Harmoney seems to have adjusted the platform RARs upwards.
For many months, I remember the platform RAR as below 10. From my records (I take a snapshot of my dashboard every month) the platform RAR was 9.98% at 31 May 2018 and had been dropping since then to as low as 9.72 at the end of 2018. Suddenly it is now above 10. Looking at the graph in Market Stats, the platform RAR (in the present graph) had stayed above 10% throughout. So the line had been moved up the last few days!! Occasionally, I also record down the Retail RAR and it seems the graph had been changed as well for the Retail RAR. Wonder what is the rationale for them tweaking it.

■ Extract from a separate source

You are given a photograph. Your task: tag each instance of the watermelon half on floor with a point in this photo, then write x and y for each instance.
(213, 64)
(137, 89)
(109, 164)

Which peers are being serviced by Harmoney?
Quote:
Originally Posted by
BJ1
No argument there. I'm sitting on 13.5% cash and taken only one loan this month.
If retail lenders are being sidetracked for the benefit of wholesalers, perhaps it is time someone checked whether they are still functioning under an appropriate license.
Who are the core clients of a P2P business?
Quote:
Originally Posted by
BJ1
Trouble is, Beacon, that none of us are likely to get returns as good as these on the sums we have in Harmoney. There are many things I don't like about Harmoney's systems, behaviours, practices, but every time I feel disgruntled enough to ring the FMA, I rethink as I don't want to kill the golden goose.
Fair point BJ1, but returns have been good in a goldilocks economy. Harmoney hasn't been tested by a recession yet, and losses are already 4-5% of issued capital - chewing through roughly a quarter of gross income in golden times.
That works for the wholesalers, as they have this income hasslefree and without associated variable and fixed costs of bricks and mortar lending shops.
Meanwhile, the retail peer waits all day to get a measly fill of orders, if they have indeed been diverted to wholesale. Seems the golden goose has gotten too comfortable laying skinnier eggs for its core clientele.